Lindsey, his family and former coaches maintain that he was never in serious trouble. He said his biggest mistake was taking the free pass the teachers at Overbrook gave him because he was a basketball star.
“I wasn’t a trouble kid,” he said. “I don’t get in trouble. I’m too cool to get in trouble.”
Yet Lindsey moved two or three times a year as a child. His father was in and out of jail, and the family lived without running water at times. Those who know Lindsey marvel at his character and presence despite those drawbacks.
“In a different situation, this is a kid who could do anything in the world he wants,” said Rodney Wescott, Lindsey’s youth coach and mentor.
“He could be an actor, writer, commentator or whatever. If you sit and have a conversation with him, it’s obvious.”
Although Lindsey is still afraid of tornados and has not become accustomed to the prevalence of people in cowboy boots, he has thrived at Redlands. He has a 3.0 average in the classroom and is on track to graduate next summer. He will have three years of athletic eligibility wherever he signs.

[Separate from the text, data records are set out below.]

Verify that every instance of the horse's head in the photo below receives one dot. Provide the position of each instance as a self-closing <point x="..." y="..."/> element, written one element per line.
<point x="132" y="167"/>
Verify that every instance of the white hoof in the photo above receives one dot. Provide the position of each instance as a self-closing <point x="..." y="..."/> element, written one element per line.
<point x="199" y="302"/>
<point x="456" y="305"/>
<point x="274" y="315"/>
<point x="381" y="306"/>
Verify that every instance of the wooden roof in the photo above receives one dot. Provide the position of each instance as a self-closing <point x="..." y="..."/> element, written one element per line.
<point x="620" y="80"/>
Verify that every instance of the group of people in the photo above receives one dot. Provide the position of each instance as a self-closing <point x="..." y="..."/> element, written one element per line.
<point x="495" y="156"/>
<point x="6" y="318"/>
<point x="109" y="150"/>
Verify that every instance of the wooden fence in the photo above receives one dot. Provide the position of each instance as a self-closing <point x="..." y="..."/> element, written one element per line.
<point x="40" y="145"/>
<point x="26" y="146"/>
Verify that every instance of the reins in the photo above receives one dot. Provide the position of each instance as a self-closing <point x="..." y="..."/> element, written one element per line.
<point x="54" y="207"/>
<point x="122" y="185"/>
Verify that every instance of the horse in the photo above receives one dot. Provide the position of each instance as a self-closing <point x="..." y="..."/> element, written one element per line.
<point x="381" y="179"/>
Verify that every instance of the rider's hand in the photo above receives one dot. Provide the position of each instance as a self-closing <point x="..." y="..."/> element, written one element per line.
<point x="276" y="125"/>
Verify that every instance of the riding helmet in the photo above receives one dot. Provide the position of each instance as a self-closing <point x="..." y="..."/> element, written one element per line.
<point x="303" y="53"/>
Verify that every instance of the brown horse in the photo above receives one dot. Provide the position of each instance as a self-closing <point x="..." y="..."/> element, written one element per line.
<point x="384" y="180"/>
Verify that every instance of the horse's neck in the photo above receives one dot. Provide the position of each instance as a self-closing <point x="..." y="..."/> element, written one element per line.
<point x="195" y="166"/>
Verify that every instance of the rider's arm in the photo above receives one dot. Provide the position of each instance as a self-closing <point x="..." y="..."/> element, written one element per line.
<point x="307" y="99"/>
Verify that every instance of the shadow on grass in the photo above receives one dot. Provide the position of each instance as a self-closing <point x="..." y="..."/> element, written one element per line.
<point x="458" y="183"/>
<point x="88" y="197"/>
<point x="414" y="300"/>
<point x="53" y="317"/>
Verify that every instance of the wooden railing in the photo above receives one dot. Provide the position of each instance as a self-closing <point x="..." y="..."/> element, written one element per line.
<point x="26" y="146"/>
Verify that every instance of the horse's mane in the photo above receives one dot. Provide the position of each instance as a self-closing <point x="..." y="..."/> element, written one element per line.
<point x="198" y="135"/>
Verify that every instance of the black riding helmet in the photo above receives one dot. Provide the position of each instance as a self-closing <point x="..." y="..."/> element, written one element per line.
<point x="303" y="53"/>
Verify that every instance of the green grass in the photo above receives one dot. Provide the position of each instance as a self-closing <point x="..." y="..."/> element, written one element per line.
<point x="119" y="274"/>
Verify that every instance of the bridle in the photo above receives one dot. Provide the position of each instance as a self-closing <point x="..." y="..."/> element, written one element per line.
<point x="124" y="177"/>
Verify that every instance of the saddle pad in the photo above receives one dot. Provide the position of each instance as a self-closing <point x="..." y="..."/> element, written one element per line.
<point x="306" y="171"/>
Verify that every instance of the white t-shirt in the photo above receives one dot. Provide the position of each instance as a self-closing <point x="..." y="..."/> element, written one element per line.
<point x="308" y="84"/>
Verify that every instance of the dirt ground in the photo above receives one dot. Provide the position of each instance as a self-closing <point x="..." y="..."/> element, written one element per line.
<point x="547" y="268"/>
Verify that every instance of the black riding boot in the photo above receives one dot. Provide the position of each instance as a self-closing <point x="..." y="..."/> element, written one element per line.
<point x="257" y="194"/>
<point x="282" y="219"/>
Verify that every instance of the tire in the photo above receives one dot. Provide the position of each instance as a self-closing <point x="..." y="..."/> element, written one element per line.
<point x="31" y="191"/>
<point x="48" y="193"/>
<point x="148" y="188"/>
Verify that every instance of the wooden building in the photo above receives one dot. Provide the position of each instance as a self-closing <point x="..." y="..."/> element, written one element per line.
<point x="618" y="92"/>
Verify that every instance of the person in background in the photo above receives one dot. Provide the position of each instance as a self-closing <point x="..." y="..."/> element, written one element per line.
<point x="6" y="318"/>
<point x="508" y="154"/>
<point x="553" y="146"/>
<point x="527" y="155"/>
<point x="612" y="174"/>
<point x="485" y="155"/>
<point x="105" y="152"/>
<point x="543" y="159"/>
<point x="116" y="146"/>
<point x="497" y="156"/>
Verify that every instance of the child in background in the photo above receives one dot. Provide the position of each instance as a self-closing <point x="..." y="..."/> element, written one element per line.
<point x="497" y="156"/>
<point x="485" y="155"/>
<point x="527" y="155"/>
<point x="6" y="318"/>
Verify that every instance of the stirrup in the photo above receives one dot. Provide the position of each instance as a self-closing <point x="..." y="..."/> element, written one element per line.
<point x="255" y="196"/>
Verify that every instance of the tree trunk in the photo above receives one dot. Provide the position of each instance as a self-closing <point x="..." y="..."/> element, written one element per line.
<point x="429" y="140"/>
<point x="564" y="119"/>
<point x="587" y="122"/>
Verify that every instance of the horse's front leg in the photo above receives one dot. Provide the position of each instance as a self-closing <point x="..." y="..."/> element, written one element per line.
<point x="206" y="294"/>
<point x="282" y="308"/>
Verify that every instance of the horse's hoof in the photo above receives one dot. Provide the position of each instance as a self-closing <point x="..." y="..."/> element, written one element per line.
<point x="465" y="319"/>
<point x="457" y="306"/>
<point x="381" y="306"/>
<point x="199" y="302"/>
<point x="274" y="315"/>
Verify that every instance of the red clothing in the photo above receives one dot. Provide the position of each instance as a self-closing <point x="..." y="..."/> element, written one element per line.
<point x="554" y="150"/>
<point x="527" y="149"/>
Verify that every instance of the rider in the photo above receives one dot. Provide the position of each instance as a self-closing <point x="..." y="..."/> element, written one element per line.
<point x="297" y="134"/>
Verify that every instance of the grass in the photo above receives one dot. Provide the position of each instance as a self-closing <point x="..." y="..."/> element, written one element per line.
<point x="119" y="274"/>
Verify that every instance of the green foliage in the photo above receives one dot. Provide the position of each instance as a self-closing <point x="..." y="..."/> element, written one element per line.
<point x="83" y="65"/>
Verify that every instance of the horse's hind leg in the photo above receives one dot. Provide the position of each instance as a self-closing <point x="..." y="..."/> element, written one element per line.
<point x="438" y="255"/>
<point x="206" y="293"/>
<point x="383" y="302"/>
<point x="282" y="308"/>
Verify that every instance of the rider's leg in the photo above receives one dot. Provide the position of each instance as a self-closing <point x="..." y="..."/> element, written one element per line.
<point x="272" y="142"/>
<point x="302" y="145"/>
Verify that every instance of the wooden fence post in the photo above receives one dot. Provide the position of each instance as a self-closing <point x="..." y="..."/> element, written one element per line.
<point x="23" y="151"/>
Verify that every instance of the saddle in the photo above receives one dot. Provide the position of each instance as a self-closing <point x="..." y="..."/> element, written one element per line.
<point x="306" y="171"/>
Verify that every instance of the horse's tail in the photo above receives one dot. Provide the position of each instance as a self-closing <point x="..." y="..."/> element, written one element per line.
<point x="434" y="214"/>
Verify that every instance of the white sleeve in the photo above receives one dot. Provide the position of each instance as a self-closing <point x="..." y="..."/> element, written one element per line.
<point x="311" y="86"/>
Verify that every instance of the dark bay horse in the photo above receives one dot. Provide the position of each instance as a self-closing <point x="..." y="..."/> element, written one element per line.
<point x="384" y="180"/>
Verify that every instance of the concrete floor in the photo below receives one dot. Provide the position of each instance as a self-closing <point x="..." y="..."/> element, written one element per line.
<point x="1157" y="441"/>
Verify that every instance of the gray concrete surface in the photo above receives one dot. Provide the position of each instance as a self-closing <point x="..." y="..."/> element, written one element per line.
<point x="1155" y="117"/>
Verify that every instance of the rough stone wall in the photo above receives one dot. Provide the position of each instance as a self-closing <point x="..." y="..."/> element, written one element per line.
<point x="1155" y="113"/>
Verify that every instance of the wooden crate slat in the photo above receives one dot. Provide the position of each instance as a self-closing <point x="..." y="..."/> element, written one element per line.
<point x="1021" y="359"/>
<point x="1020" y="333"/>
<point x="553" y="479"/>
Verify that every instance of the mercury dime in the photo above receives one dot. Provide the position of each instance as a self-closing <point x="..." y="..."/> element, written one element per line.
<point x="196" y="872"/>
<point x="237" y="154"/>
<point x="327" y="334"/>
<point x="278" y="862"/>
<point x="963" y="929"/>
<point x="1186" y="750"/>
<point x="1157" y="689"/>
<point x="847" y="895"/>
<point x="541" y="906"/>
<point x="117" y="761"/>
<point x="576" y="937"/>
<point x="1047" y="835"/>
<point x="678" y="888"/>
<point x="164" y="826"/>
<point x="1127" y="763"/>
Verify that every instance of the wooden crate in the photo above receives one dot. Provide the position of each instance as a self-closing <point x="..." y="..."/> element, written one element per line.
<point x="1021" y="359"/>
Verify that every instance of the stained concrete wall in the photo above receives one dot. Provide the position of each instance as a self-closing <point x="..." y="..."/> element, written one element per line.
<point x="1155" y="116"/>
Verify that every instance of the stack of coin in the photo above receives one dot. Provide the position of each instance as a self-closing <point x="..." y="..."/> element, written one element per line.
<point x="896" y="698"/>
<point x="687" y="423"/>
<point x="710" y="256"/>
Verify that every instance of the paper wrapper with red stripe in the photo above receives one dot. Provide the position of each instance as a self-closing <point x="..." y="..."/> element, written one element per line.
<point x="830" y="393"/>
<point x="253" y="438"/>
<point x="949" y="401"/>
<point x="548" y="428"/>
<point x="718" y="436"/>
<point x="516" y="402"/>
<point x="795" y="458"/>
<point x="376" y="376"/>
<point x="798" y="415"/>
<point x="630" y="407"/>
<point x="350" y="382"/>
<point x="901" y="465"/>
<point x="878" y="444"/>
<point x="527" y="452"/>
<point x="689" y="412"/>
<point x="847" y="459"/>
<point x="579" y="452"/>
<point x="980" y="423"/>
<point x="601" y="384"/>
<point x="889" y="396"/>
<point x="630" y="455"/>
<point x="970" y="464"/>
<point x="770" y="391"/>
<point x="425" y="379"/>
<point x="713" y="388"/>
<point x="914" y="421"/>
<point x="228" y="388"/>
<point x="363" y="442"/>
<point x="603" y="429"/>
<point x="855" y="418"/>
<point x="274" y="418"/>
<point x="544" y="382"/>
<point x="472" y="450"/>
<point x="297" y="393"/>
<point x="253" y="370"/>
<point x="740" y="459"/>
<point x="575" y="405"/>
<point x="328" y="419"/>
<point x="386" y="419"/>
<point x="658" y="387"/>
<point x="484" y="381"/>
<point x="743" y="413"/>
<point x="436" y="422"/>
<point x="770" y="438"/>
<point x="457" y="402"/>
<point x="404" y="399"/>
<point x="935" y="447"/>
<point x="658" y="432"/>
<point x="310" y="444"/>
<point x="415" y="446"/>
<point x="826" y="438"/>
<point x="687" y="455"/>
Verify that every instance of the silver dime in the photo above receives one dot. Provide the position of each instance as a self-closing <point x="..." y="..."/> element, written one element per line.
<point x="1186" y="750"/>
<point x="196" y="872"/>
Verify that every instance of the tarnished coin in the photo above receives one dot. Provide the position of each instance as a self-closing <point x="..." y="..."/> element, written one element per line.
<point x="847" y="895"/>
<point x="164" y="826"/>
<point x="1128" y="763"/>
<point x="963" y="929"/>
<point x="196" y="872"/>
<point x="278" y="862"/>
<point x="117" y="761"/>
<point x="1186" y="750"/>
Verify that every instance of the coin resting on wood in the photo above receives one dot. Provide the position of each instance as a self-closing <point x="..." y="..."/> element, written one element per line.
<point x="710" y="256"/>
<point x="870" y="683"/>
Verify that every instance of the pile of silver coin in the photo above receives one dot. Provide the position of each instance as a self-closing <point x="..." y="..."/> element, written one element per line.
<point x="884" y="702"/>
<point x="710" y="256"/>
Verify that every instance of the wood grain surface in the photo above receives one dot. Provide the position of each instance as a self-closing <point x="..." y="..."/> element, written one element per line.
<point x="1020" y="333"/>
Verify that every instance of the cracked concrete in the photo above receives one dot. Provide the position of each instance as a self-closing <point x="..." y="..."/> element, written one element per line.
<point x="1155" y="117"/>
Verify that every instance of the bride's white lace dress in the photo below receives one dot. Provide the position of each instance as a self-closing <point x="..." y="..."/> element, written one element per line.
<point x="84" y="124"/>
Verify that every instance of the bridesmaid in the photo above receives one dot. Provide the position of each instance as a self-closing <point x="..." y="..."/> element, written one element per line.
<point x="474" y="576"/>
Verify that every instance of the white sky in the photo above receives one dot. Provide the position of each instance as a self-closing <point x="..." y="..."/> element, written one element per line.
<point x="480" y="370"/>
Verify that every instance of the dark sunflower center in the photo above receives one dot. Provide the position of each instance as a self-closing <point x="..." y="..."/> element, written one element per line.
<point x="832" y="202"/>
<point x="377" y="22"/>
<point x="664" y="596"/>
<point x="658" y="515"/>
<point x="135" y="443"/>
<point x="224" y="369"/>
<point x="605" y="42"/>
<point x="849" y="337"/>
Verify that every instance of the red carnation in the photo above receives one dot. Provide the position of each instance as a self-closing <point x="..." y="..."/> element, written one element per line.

Redlands Coach Yaphett King said that Lindsey might spend too much time shooting baskets in the gym, and that after two years away from the game he needed to regain the intensity to play hard on every possession.
“As far as personality and character, he’s rock solid,” King said.
Tony Allen was the last junior-college player who went on to a Division I team and became a first-round N.B.A. draft pick, in 2004. Some coaches say Lindsey has the potential to do the same, but King was quick to say, “He hasn’t shot a basketball in two years that counted.”
When Lindsey takes the court for Redlands, he will wear No. 10, Halim’s number in high school. Halim was a straight-A student who tutored at a local elementary school and had such an impact on the community that the Conestoga Recreation Center in West Philadelphia plans to name a street after him.
Although Lindsey said he played for his brother every time he took the court, he also knows that it took the pain of his death to help him get to this point.
“This is something that I wanted to do — see if I could be a successful person,” he said. “At the end of the day if basketball doesn’t work, and I go to school and I get my degree, I’ll feel like I succeeded as a person.”